Choices are something Americans seem to take for granted.  We grow up believing that by being a citizen of these United States, we have freedom of choice guaranteed by our Constitution.  In some ways, that belief is correct.  However, we do not have freedom of choice when it comes to harming others to satisfy our own desires.  I really had this thought driven home to me this past week as I spent our fall break from school in Branson, Missouri.

            People are still talking about the tragedy that occurred on Tablerock Lake, when a hurricane force wind came up suddenly and caused the sinking of an amphibious vehicle called a duck, thus taking the lives of many of the forty passengers aboard. One family lost eleven members in that accident.  The news coverage notes that the company chose to do the lake tour first in spite of the weather warnings and postpone the land tour until afterwards.  There is a lawsuit now because the tickets were refundable if the water tour wasn’t completed.  So, it seems the change in tours was to protect the profit of the company.  Since the driver of the vehicle also drowned, no one can ask him if he had a choice in the matter.

            I’ve always taken choices as a very serious matter.  Perhaps that is because my father, a long distance truck driver for over seventy years, constantly made me aware of the dangers that lurked in the everyday world of driving: avoiding road hazards; passing trucks quickly to avoid possible rupture of truck tire retreads hitting my vehicle; keeping speed up after passing a truck so the trucker didn’t have to shift down as his truck gained speed going downhill; and avoiding drunk drivers.  With all these things drilled into my mind, I try to stay alert and to make safe choices when I drive.
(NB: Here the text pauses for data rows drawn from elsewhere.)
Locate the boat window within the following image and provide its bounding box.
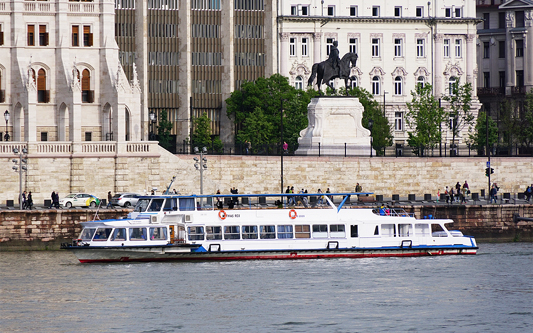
[80,228,96,240]
[398,224,413,237]
[259,225,276,239]
[381,224,396,237]
[204,226,222,240]
[278,225,293,239]
[111,228,126,241]
[188,227,204,240]
[150,227,167,240]
[135,199,150,212]
[350,224,359,238]
[294,224,311,238]
[147,199,165,212]
[93,228,113,241]
[180,198,194,211]
[130,228,146,240]
[313,224,328,238]
[224,225,241,239]
[163,198,178,212]
[329,224,346,238]
[242,225,258,239]
[415,223,431,237]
            Yet, daily choices don’t seem nearly so startling as the two paragraphs above have shown.  Most of our choices seem insignificant in comparison.  I saw a billboard while traveling that said simply one sentence: “Two days absence per month = failure in reading.”  I get the point the sign is trying to make; however, I would have to do a lot of investigation to verify the fact.

            We certainly want to make correct and wise choices.  That is one of the primary lessons I try to teach my students.  Each day begins with us making a choice as to what kind of day we will have: good or bad.  We can’t prevent bad things happening to good people, but we can choose how we handle all things that come our way.  My husband always taught his clients to “reframe” situations in a positive manner.  I have learned to do this…although I am not successful one hundred percent of the time.  But I have improved with age!

            My daughter Michelle has helped me over the years by having extraordinary faith in God to provide in times of need.  She’d always say, “I wonder how God will help me in this matter.”  God has always provided for and rewarded her faith in Him.  I still have a small tendency to try to help God solve the problem…but I’m getting better at waiting upon the Lord.

            The statistics of assaults upon teachers by students in the U.S. is astounding!  Walter Williams has once again provided some of the statistics in his editorial last week.  Many teachers have quit their jobs rather than put up with the abuse.  I wonder what will happen when good teachers are no longer available to teach.  Our own state is suffering from acute teacher shortages.  We see teachers making a choice to leave their chosen profession…will students make a choice to change classroom behaviors?  I fear the crisis will become even greater in the coming years.

            The families in our school have made choices to send their children to our private school.  Many have made great sacrifices.  My staff and I made the choice of working for salaries below the state mandated salaries of public school teachers because we prefer to work in a positive and safe environment.  We do all this so that kids can have more choices in their futures.